Automated Annotation with Generative AI Requires Validation
Nicholas Pangakis, Samuel Wolken, Neil Fasching
TL;DR
The paper addresses the reliability of using generative AI for text annotation by proposing a task-by-task validation workflow that pits LLM-generated labels against human annotations. It validates the workflow using GPT-4 across 27 annotation tasks from 11 non-public datasets, finding promising but highly variable performance (median accuracy ~0.85, median F1 ~0.71) and a strong link between consistency and correctness. Key contributions include a practical five-step workflow, a consistency score, and open-source software to implement the approach, all aimed at ensuring reliable, cost-effective LLM-assisted annotation. The work highlights the need for careful validation and offers concrete use cases and strategies (including codebook refinement) to harness LLMs while mitigating risks of suboptimal labeling in social science text analysis.
Abstract
Generative large language models (LLMs) can be a powerful tool for augmenting text annotation procedures, but their performance varies across annotation tasks due to prompt quality, text data idiosyncrasies, and conceptual difficulty. Because these challenges will persist even as LLM technology improves, we argue that any automated annotation process using an LLM must validate the LLM's performance against labels generated by humans.
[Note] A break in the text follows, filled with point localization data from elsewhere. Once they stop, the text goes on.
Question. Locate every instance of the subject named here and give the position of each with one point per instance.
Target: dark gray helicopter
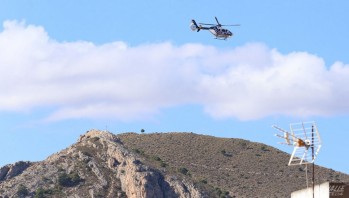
(215, 29)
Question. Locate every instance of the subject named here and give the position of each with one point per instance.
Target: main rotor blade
(206, 24)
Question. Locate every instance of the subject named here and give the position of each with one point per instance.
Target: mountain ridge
(176, 164)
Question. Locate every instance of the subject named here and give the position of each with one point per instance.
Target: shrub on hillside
(68, 180)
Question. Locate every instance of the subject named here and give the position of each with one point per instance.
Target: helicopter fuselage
(220, 32)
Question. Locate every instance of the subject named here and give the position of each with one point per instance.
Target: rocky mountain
(101, 164)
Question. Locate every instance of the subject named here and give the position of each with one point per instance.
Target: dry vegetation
(226, 167)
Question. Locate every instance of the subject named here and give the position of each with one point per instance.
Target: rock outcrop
(98, 165)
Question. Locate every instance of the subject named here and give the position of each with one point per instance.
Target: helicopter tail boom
(194, 26)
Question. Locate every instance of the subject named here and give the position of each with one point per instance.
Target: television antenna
(303, 136)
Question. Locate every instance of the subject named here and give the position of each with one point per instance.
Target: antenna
(302, 136)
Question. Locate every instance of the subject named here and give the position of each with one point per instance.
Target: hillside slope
(101, 164)
(240, 167)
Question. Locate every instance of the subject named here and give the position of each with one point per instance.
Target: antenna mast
(303, 136)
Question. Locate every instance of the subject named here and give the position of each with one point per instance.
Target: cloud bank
(83, 80)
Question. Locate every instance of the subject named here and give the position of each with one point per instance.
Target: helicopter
(216, 29)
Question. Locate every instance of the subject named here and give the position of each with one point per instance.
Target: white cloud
(82, 80)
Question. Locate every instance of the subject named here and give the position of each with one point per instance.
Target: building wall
(324, 190)
(320, 191)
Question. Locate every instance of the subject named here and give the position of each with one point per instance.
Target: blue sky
(70, 66)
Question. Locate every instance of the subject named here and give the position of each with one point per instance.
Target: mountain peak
(102, 164)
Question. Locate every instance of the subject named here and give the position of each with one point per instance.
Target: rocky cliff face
(98, 165)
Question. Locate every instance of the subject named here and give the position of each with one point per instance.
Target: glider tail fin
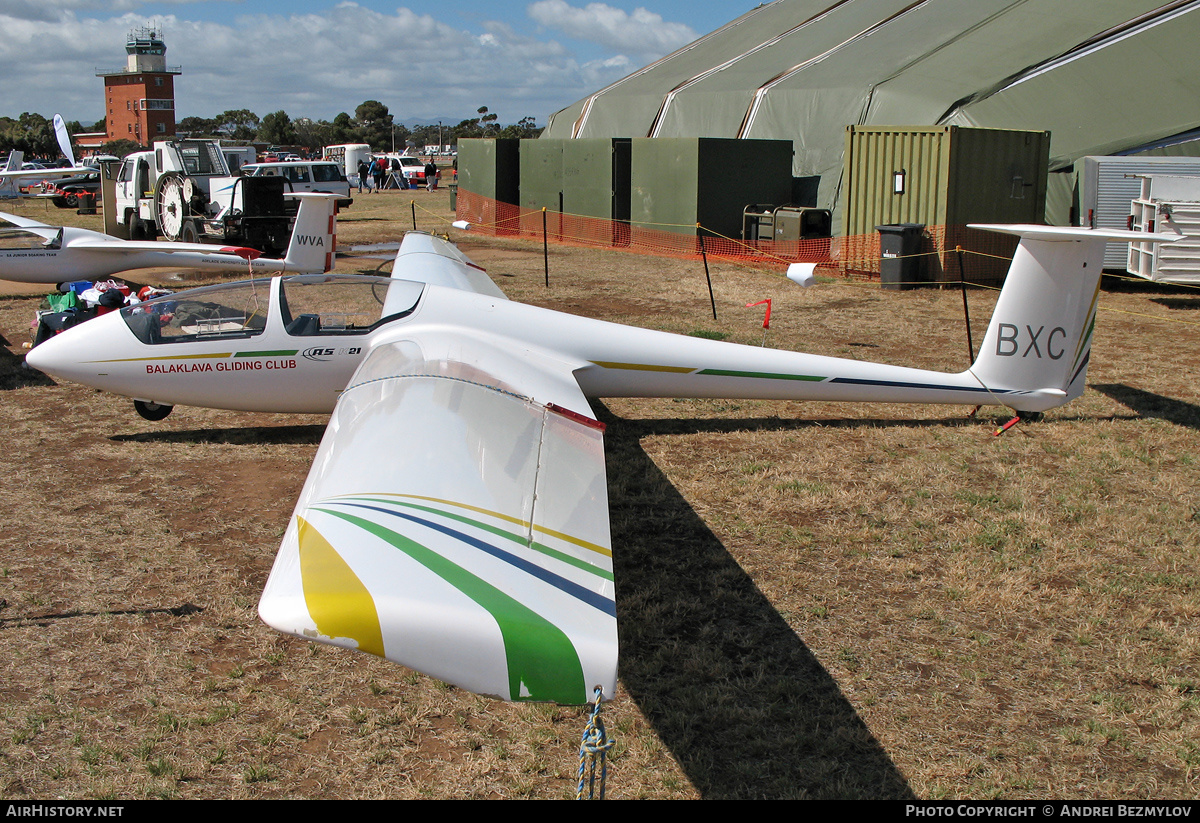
(1039, 338)
(315, 236)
To this end, we outline a workflow to harness the annotation potential of LLMs in a principled, efficient way. Using GPT-4, we validate this approach by replicating 27 annotation tasks across 11 datasets from recent social science articles in high-impact journals. We find that LLM performance for text annotation is promising but highly contingent on both the dataset and the type of annotation task, which reinforces the necessity to validate on a task-by-task basis. We make available easy-to-use software designed to implement our workflow and streamline the deployment of LLMs for automated annotation.